People like to talk about themselves, and I like a good story. It's easy to relate when you are also in the club. So, with our common ground established, I chatter away. (I try not to do this on ascents, because people do get a tad bent out of shape puffing uphill as I am asking them to explain their glucose management strategy. Not cool.)
I showed up for the Tour de Cure Spring Cycle event last Saturday, all set for a nice, mellow day on the bike among good friends - including those participants not yet aware they were about to become my buddy along the way. I got my business card with my route assignments (thanks, Tami, for the organizational prowess that is the envy of every Franklin Covey seminar attendee), and made my way to go find some water.
As I was walking past the registration table, I caught a woman in a Red Rider jersey telling a group that she tried to ride the 30 mile route at the Tour two years prior, and her blood sugar had dropped so low that it had scared her. She went on to explain that she had asked other people how to manage the BGs on a ride, but no one really knew, and no matter what she tried, it didn't seem to work as planned. Frustrated, she had decided to never again do another Tour de Cure event...but she liked the idea of the ride, so she had chosen instead to volunteer at her work and organize a corporate team, and to work on a Tour committee to help produce the event.
This woman is so dedicated to the idea of using cycling as a conduit to controlling diabetes and remaining healthy and active that she has organized her co-workers to do the ride and dedicated countless hours of her personal time to make sure the Tour happens as planned...but she is not actually going to cycle the event because she is not sure how to manage her blood sugar?
So, you see, I have no choice but to rudely invite myself into her discussion, and give her the tools to do this thing that she wants to do, but has decided she cannot do...but I know otherwise. (I know, I know. Run-on sentence. Focus on content, kids.)
Of course, I have no idea what she needs to do to keep from going low because, as every diabetic knows, there is no "one-size fits all" answer. What I do know is that there are some generalities: turn down your basal insulin or reduce your long-acting, bolus less or not at all within a few hours of getting on the bike, ingest about 20g of carbs every half hour or so...
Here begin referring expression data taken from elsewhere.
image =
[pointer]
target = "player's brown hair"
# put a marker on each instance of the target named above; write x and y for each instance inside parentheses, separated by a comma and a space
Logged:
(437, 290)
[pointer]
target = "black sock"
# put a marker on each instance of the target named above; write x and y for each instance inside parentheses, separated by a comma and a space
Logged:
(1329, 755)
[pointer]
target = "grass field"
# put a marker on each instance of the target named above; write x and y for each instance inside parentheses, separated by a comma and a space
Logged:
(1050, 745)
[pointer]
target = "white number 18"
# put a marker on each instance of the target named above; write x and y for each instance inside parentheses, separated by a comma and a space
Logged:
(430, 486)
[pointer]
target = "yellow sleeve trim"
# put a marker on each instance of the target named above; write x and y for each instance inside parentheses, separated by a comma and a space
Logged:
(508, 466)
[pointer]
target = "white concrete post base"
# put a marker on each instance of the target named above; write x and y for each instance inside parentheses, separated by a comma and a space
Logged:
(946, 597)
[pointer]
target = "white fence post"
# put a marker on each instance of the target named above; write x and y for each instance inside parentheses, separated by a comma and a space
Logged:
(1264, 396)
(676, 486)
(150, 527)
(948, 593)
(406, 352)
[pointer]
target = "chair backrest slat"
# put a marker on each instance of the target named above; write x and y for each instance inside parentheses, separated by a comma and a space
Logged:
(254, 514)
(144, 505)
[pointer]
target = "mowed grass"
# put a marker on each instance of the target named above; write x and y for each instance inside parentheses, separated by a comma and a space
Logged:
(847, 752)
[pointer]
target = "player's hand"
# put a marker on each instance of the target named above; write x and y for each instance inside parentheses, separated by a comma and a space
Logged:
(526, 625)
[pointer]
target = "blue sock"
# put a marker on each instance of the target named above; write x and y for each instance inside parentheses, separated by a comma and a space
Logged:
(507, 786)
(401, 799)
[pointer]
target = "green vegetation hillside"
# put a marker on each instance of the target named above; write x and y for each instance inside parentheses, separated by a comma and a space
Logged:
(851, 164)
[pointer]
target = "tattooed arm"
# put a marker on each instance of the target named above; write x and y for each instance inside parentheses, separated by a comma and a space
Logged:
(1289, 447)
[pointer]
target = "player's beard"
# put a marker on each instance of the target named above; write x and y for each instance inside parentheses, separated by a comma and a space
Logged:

But that is not what she needs, anyway. She doesn't need a tutorial in diabetes management over 30 miles on a bike. She needs someone to tell her not to be afraid. She needs to know that she can be the Chief Executive Officer of her body and her diabetes - that, with a good strategy in place, she can control what happens on the bike. She needs someone to tell her it's not only possible, but possible for her. And I am all over possibility.
We talked at some length. It turns out, she was suspending her basal insulin on the pump right before hopping on her bike. The insulin she is using has a four hour tail on it, so hitting 'suspend' right before riding isn't really helping her over those 30 miles because all that insulin is still going to be in her body, doing its job. She needs to start turning down her pump hours earlier. (This, by the way, is why I don't pump. I workout at four in the morning, so I'd be up in the middle of the night, turning down my freaking D technology...but that is a topic for another blog post.) Moreover, though, she was really fearful. She was afraid of dehydration, so she was drinking copious amounts of electrolyte solutions...afraid of going low so she was eating constantly until she was too high to get on the bike...afraid of going too high so she wasn't reducing her insulin enough to prevent her from dropping... She was just scared.
I remember hearing about fear right after I was diagnosed. I was at another Tour cycling event, but as a participant. Seated next to me on a bike was a woman wearing an insulin pump, who told me that she was not very active as a child because she was afraid, always, of exercising with diabetes. That has stayed with me all these years because it seemed strange to me, the newly diagnosed adult, who did not fully grasp the severity of this disease. Unlike most people when diagnosed, I had a kind of blissful ignorance about the illness. I knew and understood it in a clinical context...but my own experience with diabetes was rooted in observations of my healthy, active and fearless grandmother who managed diabetes in a manner almost nonchalant. I now know that she did worry about the repercussions to her health but, as a young child, managing her blood sugar seemed a natural part of her daily routine. Uneventful. Almost unimportant.
It's hard for me to imagine that kind of fear. It's tough for me to envision being held back because you doubt your own sense of control. I didn't just want this woman to get on her bike, I wanted her to do it in a spirit of agency: I am in charge of this. I have the knowledge and the power and the strength to do those things important to me...not in spite of having diabetes, but with diabetes as a part of my process.
I am short on inspiration, but I am long on talking. I gave her ideas, and I reassured her that we are all in this together. There was a room full of Red jerseys, all of whom were going to do the very thing she decided was unattainable. We'll do it together...pedaling up the same hills, with me talking on the right hand side of some unsuspecting 'betic.
I departed for my ride. When I got back, I gave her the business card Tami had provided me for my route duties, with my cell number scrawled on the lower left corner.
Call me. We'll do it. We'll figure it out, get a strategy in place so you can feel confident, and you can ride with the team you created. Because that is how it should be. And I swear, I will not ask you any questions while we are going uphill.